Dan Wolgers
The day is so short but the night is so long / New and selected works
October 30 – November 23, 2003, Oslo

Dw 20031030 introduction

Thursday, October 30th, Galleri Riis opens its fourth exhibition of the work of the Swedish artist, Dan Wolgers. In this exhibition, Wolgers will show a series of entirely new works in combination with objects from recent years.

Dan Wolgers (b. 1955) is one of Scandinavia’s most talked about and influential artists of his generation. When he received the prestigious, honorary stipend from the Royal Swedish Academy of Art last year, it was with the following explanatory statement from the jury:

“Wolger’s art is characterized by great integrity and intelligence and accommodates simultaneously playfulness, humor and absurdity. He poses questions and analyzes – his art becomes a “distorting mirror" for our human frailties, the impossible and the unexpected in the everyday. There is a great earnestness in his works, expressions which stimulate both the intellect and the emotions."

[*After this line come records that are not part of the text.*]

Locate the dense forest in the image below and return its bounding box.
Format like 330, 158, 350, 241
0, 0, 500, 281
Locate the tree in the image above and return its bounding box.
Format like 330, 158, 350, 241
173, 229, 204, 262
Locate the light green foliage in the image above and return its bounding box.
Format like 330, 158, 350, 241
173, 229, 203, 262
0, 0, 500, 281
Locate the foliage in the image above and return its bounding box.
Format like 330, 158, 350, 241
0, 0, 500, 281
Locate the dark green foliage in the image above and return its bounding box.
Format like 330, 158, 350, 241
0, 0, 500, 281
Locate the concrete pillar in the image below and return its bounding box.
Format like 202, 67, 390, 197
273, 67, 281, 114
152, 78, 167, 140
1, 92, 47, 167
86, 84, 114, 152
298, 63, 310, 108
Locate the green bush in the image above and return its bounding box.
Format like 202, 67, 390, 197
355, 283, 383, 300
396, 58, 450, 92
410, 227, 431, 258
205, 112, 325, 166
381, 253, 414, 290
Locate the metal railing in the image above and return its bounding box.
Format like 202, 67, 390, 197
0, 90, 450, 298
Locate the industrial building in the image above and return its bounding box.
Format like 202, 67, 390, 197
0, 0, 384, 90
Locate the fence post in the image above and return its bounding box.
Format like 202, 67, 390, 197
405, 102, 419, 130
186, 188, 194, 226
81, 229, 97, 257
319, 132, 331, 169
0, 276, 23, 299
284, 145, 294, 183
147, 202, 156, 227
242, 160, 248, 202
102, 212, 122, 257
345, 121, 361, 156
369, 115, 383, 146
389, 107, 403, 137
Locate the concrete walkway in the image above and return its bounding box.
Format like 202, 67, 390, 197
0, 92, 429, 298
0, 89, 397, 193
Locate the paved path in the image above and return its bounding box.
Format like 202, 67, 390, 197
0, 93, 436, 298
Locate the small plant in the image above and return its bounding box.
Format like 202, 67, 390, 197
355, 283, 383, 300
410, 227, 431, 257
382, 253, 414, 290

The new works in this exhibition are inspired by gravity, thus described by Wolgers himself:

“When all is said and done, it’s only gravity that matters. What would everything be without gravity? Emptiness! Weightlessness, which everyone so lyrically hails as a powerless and badly played love song, what is that compared with gravity? Perpetually rousing mankind to its corporeal rendez-vous with the world – violent, destructive and bloody. Round about us all things lay faithfully against the ground. In secret they kiss each other, but only in three places – never more than three places. Calm, clean, eternal."

Dan Wolgers lives and works in Stockholm. He was educated at the Royal Swedish Academy of Art from 1980-85, where he later was a professor, in the years 1995-98.